The model's gameplay is streamed live on the Twitch channel Gemini Plays Pokémon. There is also a similar channel from Anthropic's Claude. Both streams are accompanied by explanations of the decisions the AI makes during the game.
The model takes a lot of time to complete the game. What a child would complete in dozens of hours, Gemini 2.5 Pro does in hundreds. But sometimes the AI makes noticeable progress, for example, it was able to solve a spatial puzzle in the game on the first try based only on a text description of the physics of objects.

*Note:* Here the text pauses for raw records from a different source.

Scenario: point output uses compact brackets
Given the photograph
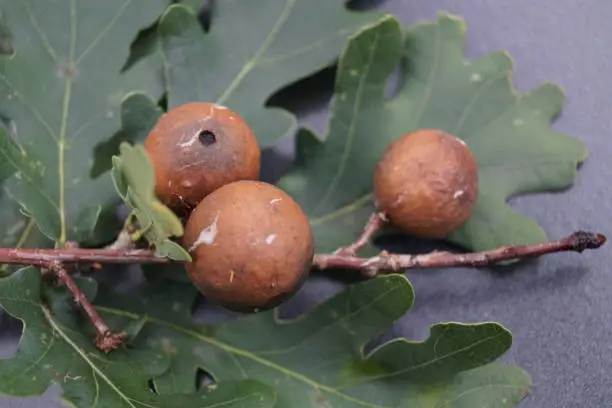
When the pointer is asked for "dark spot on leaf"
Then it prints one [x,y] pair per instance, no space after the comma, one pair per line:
[207,137]
[203,379]
[67,70]
[152,386]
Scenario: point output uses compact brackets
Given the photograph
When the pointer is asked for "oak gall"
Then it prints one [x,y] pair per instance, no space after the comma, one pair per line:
[198,147]
[251,246]
[426,183]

AI can also sometimes choose strange strategies to solve game situations. For example, the model Claude, stuck in a cave on Mt. Moon, intentionally "killed" all of her Pokémon, expecting it to teleport her to the other end of the cave.
Despite their many shortcomings, such experiments have research value. Games provide a safe and controlled environment to test models’ ability to adapt, plan, and think strategically in complex situations. Google also notes that Gemini can independently create agent-like tools to perform specific tasks — potentially without human intervention.